Zeng Guohua, Zhu Wei, Liu Yang, Fan Junhong, Zhao Zhijian, Cai Chao
Department of Urology, Minimally Invasive Surgery Center, The First Affiliated Hospital of Guangzhou Medical University, Guangzhou, Guangdong, China.
Guangdong Key Laboratory of Urology, Guangzhou, Guangdong, China.
BJU Int. 2017 Nov;120(5):735-738. doi: 10.1111/bju.13955. Epub 2017 Aug 3.
To present our novel miniaturised endoscopic system and describe a step-by-step guide for successful implementation of the super-mini percutaneous nephrolithotomy (SMP).
The new-generation SMP endoscopic system consists of (i) a 40 000-pixel super-mini nephroscope with an 8.0-F outer diameter and 7.5-F inner diameter dismountable sheath, and (ii) a newly designed irrigation-suction sheath available in either 12 F or 14 F. The irrigation-suction sheath is a two-layered metal structure. The key feature of the irrigation-suction sheath is to allow irrigation and suction respectively (the inflow through the space between the two layers of the sheath, the outflow through the central lumen of the sheath). This property improves irrigation and stone clearance despite reduced instrument dimension. In all, 59 patients with renal stones underwent new-generation SMP between April 2016 and December 2016. The percutaneous tract dilatation was carried out to 14 F. Lithotripsy was performed using either holmium laser or a pneumatic lithotripter. Stone fragments were sucked out by vacuum suctioning through the sheath. A nephrostomy tube or JJ stent was placed only if clinically indicated. Low-dose computed tomography was performed to assess the stone-free status on the morning after the procedure.

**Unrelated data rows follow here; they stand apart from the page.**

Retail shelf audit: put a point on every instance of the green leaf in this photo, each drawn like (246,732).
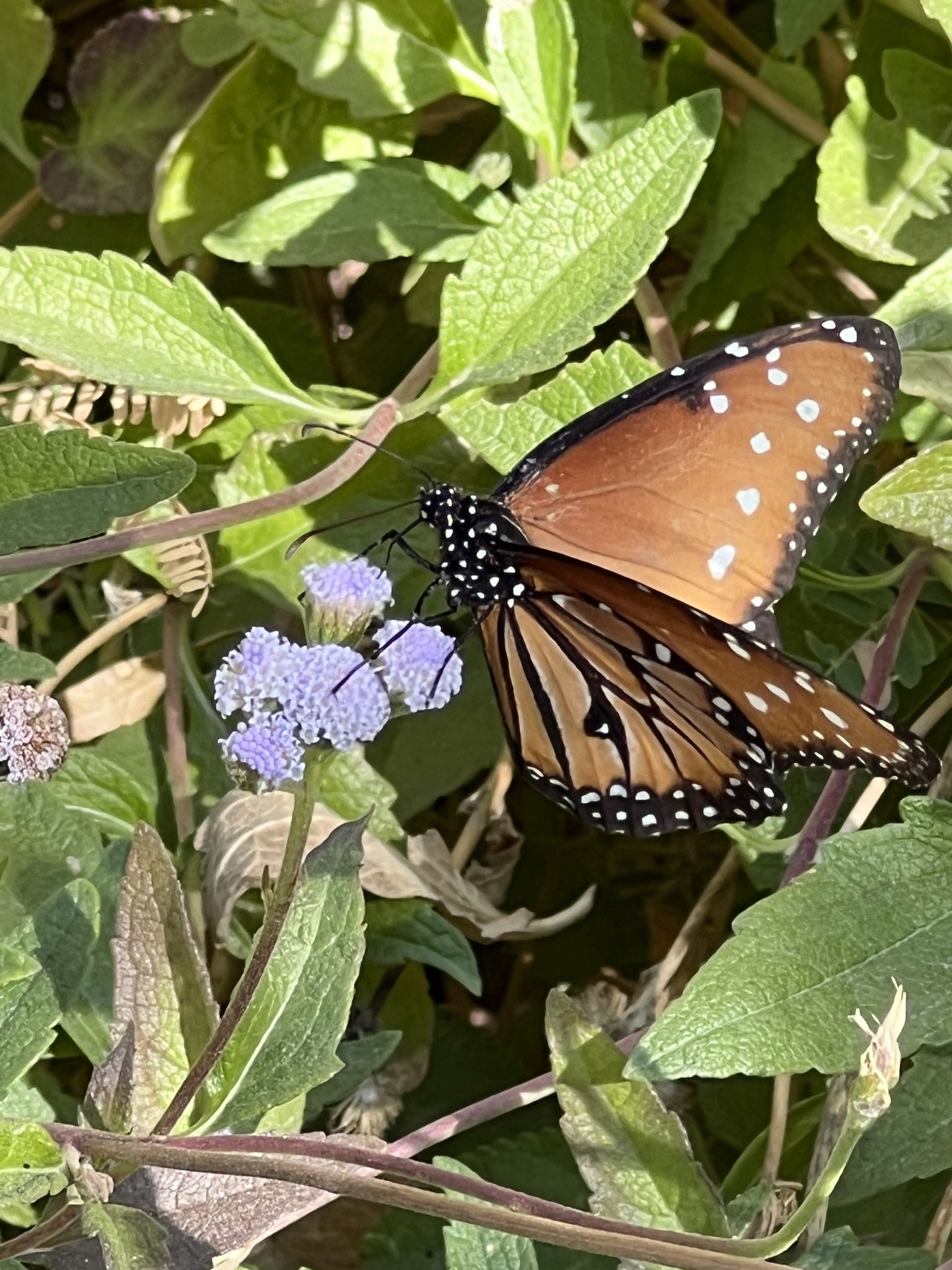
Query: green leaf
(780,995)
(123,323)
(131,89)
(632,1152)
(920,311)
(842,1250)
(505,432)
(25,47)
(43,846)
(31,1163)
(112,781)
(612,83)
(130,1238)
(213,36)
(286,1042)
(532,54)
(384,58)
(940,11)
(58,487)
(358,1059)
(59,938)
(884,183)
(917,497)
(410,930)
(763,155)
(914,1140)
(361,211)
(255,128)
(798,20)
(17,665)
(514,309)
(162,984)
(477,1248)
(928,375)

The mean stone burden was 2.4 cm. Of the 59 patients, nine had diabetes and five had hypertension. SMP was completed successfully in all patients with a mean operation duration of 32.9 min and a mean haemoglobin decrease of 13 g/L. The stone-free rate was 91.5%. Complications occurred in 5.1% of the patients, all of them were Clavien-Dindo Grade I (minor fever managed by antipyretic therapy), and no transfusions were needed.

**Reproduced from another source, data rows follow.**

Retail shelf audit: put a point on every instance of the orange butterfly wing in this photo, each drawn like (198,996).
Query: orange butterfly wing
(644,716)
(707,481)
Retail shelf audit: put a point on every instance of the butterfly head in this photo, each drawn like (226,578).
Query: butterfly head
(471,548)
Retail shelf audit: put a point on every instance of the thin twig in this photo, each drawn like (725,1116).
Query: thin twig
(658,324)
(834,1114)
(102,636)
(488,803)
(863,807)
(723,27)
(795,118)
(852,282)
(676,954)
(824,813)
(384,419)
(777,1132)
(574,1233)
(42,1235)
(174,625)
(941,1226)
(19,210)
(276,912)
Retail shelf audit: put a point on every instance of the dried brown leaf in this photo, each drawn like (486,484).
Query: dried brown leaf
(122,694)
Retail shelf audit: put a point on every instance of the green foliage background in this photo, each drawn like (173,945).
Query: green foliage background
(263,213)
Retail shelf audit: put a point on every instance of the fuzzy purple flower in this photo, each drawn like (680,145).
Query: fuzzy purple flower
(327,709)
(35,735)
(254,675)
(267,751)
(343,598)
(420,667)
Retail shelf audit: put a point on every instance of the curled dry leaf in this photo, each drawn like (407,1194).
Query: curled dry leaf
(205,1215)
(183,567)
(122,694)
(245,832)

The new-generation SMP system is safe, feasible, and effective for managing renal calculi of <3 cm, with the advantages of a small percutaneous tract, less blood loss, high efficacy in stone clearance, improved visual field, short operation duration, and ease of operating.

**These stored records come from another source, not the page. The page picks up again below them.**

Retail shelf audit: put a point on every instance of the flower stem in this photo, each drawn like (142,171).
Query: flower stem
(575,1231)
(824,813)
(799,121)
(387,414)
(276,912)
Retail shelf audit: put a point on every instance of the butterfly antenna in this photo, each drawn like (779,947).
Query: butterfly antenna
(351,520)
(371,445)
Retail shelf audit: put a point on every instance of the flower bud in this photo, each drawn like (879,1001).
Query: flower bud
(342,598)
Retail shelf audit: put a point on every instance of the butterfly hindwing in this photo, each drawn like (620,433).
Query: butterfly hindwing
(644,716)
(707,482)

介绍我们新型的小型化内镜系统,并描述成功实施超微经皮肾镜取石术(SMP)的分步指南。
新一代SMP内镜系统包括:(i)一台外径8.0F、内径7.5F可拆卸鞘的40000像素超微肾镜,以及(ii)一种新设计的12F或14F冲洗吸引鞘。冲洗吸引鞘为双层金属结构。冲洗吸引鞘的关键特性是分别允许冲洗和吸引(冲洗液通过鞘两层之间的间隙流入,吸引液通过鞘的中心腔流出)。尽管器械尺寸减小,但该特性改善了冲洗和结石清除效果。2016年4月至2016年12月期间,共有59例肾结石患者接受了新一代SMP治疗。经皮通道扩张至14F。使用钬激光或气压弹道碎石机进行碎石。结石碎片通过鞘进行真空吸引吸出。仅在临床需要时放置肾造瘘管或双J支架。术后次日早晨进行低剂量计算机断层扫描以评估结石清除情况。
平均结石负荷为2.4cm。59例患者中,9例患有糖尿病,5例患有高血压。所有患者均成功完成SMP,平均手术时间为32.9分钟,平均血红蛋白下降13g/L。结石清除率为91.5%。5.1%的患者发生并发症,均为Clavien-Dindo I级(通过退热治疗控制的低热),无需输血。
新一代SMP系统对于处理<3cm的肾结石是安全、可行且有效的,具有经皮通道小、失血少、结石清除效率高、视野改善、手术时间短和操作简便等优点。